Two perfect Carnegiean Conversationalists meet. Does their conversation go anywhere, or do they circularly try to find and engage the others interests? Likewise, must a perfect Bayesian and a perfect Carnegiean always agree?
Sean
Apr 24 2020 at 9:17am
This has been such an enjoyable series – I look forward to returning to it, and to the book itself, over time!
Some quick qs:
I know you’ve studied and written about the the Big 5 personality traits.
1. I wonder how you process these principles in light of that literature – if, for example, you were homeschooling your kids on Carnegie, and they had widely differing personalities measured along the Big 5, how would you differentiate your instruction?
More specifically: If you had a kid who was high on agreeableness, high on extroversion, and low on neuroticism (i.e. warm, calm, and easy to be around – but susceptible to being taken advantage of, perhaps) – would you nudge, in fact, AWAY from Carnegie?

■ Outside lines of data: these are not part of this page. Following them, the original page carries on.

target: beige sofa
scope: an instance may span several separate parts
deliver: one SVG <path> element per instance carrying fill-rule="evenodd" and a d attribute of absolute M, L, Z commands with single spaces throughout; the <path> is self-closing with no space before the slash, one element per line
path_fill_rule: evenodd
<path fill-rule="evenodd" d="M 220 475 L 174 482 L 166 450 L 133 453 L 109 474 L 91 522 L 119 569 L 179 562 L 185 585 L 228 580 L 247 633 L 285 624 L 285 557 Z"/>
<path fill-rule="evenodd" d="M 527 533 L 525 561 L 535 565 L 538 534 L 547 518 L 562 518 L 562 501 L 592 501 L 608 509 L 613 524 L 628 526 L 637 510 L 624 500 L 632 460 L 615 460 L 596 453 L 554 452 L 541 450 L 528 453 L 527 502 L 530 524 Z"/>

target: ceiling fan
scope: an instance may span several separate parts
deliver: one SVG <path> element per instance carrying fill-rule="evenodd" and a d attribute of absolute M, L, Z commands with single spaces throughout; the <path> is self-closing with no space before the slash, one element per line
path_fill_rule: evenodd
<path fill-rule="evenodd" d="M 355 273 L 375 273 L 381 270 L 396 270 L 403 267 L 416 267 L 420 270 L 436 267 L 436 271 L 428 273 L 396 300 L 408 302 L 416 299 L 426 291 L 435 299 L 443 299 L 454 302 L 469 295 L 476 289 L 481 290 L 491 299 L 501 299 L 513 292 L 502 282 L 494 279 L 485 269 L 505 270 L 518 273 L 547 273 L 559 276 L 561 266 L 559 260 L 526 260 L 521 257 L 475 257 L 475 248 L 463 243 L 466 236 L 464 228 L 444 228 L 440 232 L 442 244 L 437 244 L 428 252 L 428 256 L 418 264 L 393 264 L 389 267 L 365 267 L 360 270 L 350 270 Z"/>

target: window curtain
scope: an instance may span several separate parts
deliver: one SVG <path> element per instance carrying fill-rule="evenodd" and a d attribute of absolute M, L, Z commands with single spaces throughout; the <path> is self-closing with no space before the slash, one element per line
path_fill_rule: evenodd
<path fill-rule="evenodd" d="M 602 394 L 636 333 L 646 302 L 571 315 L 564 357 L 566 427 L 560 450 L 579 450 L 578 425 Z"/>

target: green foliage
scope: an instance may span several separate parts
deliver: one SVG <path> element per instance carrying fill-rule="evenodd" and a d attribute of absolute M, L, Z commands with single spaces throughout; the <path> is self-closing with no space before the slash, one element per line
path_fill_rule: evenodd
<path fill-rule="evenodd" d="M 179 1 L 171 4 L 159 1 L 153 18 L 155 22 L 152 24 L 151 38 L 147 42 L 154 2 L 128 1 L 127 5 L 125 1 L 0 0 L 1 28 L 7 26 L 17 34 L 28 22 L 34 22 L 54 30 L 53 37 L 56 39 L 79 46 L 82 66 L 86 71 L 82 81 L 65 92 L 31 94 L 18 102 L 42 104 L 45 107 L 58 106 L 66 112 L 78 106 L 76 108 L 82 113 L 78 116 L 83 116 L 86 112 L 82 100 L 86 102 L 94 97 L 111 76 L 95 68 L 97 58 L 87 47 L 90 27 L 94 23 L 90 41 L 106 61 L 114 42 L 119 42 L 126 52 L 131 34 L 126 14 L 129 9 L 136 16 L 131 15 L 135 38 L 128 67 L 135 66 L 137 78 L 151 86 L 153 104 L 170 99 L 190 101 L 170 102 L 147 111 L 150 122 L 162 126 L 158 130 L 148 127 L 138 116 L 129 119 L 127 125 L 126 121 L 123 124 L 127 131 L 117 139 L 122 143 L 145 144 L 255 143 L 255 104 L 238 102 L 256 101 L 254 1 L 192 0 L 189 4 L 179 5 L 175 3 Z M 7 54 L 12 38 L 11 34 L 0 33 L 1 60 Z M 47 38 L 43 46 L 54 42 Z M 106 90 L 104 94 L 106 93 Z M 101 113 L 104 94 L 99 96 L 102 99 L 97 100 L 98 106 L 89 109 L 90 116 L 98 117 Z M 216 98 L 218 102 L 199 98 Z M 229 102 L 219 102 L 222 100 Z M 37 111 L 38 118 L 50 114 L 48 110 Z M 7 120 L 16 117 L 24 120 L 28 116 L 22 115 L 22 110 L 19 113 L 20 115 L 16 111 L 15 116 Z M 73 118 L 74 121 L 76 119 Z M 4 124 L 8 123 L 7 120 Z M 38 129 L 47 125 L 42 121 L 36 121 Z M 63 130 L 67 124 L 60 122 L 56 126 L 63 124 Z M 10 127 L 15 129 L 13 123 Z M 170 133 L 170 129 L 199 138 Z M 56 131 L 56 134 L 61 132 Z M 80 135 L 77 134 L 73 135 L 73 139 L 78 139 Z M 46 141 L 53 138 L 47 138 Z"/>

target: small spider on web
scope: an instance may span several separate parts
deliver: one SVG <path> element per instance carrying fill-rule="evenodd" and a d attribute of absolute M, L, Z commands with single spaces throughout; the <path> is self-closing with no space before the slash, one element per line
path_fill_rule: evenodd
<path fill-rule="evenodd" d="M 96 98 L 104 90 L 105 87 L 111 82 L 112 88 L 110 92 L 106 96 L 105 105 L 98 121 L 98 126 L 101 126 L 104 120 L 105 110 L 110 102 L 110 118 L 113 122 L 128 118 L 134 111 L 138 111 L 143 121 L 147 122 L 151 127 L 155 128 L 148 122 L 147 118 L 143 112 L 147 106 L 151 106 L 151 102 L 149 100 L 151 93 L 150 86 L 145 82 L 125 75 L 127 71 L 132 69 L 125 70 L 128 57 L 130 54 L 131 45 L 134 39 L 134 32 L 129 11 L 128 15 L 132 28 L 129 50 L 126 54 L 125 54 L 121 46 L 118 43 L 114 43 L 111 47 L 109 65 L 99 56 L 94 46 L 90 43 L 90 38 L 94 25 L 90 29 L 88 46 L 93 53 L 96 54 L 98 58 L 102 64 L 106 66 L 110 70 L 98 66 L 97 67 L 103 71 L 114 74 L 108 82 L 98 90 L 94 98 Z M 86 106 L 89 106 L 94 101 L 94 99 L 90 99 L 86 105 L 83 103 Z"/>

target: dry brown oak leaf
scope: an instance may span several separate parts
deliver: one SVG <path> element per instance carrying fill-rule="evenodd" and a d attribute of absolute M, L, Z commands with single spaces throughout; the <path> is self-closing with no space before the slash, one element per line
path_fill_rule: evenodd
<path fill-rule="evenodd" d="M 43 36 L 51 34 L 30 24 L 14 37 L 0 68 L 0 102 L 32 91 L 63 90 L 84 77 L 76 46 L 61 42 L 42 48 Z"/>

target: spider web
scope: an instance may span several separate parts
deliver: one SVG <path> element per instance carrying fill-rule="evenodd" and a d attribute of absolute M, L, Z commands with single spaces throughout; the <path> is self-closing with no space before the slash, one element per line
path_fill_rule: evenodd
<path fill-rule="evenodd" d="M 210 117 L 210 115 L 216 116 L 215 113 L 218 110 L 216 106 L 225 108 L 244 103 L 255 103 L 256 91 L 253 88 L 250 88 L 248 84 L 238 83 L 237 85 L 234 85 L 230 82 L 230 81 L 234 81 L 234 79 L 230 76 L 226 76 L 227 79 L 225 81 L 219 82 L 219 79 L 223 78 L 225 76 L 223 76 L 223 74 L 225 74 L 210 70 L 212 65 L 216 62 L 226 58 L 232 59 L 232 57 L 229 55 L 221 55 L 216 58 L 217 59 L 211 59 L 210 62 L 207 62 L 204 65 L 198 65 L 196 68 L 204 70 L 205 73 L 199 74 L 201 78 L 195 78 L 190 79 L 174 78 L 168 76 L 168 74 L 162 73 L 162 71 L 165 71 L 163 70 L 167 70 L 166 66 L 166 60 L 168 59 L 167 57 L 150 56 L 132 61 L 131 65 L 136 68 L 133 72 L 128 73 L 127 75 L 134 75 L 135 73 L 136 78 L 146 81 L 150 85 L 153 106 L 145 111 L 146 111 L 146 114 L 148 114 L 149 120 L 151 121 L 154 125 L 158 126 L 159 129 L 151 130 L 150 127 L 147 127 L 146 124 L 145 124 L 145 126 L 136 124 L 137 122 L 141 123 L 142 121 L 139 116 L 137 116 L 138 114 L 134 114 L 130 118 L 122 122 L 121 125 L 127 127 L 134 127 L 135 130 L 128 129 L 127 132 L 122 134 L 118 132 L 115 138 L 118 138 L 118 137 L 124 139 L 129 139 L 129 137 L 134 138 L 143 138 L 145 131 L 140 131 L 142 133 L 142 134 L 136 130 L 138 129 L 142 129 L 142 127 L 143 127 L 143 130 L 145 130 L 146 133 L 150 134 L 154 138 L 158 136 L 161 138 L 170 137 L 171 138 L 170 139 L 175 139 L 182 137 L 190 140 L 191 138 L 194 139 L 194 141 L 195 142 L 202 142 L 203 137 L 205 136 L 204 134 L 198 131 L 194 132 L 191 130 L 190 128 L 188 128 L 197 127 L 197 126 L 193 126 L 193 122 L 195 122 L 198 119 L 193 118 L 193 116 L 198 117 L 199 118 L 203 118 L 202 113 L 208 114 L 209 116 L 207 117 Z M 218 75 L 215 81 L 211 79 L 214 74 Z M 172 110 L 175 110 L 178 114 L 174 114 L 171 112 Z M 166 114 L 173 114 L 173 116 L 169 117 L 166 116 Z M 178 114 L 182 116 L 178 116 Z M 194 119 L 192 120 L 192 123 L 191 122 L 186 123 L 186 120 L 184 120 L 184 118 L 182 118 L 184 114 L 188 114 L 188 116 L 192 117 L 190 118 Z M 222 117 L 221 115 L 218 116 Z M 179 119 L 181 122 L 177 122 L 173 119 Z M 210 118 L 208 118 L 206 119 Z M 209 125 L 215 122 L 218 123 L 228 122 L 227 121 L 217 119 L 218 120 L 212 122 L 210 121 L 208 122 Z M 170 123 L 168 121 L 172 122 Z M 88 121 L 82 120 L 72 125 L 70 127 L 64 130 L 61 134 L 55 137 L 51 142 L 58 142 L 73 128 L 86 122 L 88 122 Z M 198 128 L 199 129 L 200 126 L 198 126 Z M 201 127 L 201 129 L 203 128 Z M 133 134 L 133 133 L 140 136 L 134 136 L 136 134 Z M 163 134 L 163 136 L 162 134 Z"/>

Or is there something for that personality profile to apply?
2. Related – an arm-chaired Straussian read is that your readership is, on average, 1.5 SDs more disagreeable (i.e. willing to productively challenge the status quo but perhaps not collegially) than the population… and that some Carnegie 101 may in fact nudge THEM towards more pro-social behavior, so that some ideas that are outside the mainstream (that this community cherishes – open borders, etc.) get a fairer hearing.
You’ve written before about how libertarians need to be nicer. Is this in some way a nod towards that?
Ramchandra Apte
Apr 26 2020 at 1:02am
Do you feel like Carnegie’s advice makes one inauthentic? Is it kind of a “fake it until you make it” thing? Also, how do you balance being honest and forthright with his advice?
steve marino
Apr 26 2020 at 6:32am
Thanks for the series. Do you think Carnegie’s methods are equally effective for men and women? I’m especially thinking in terms of ‘competence/likeability trade-off bias’. In asking around about Carnegie’s book, I had more than one woman tell me that if/when they apply techniques like these in dealings with men, the default reaction in many cases is that these gestures are taken a signals that the woman is interested in having sex with the man.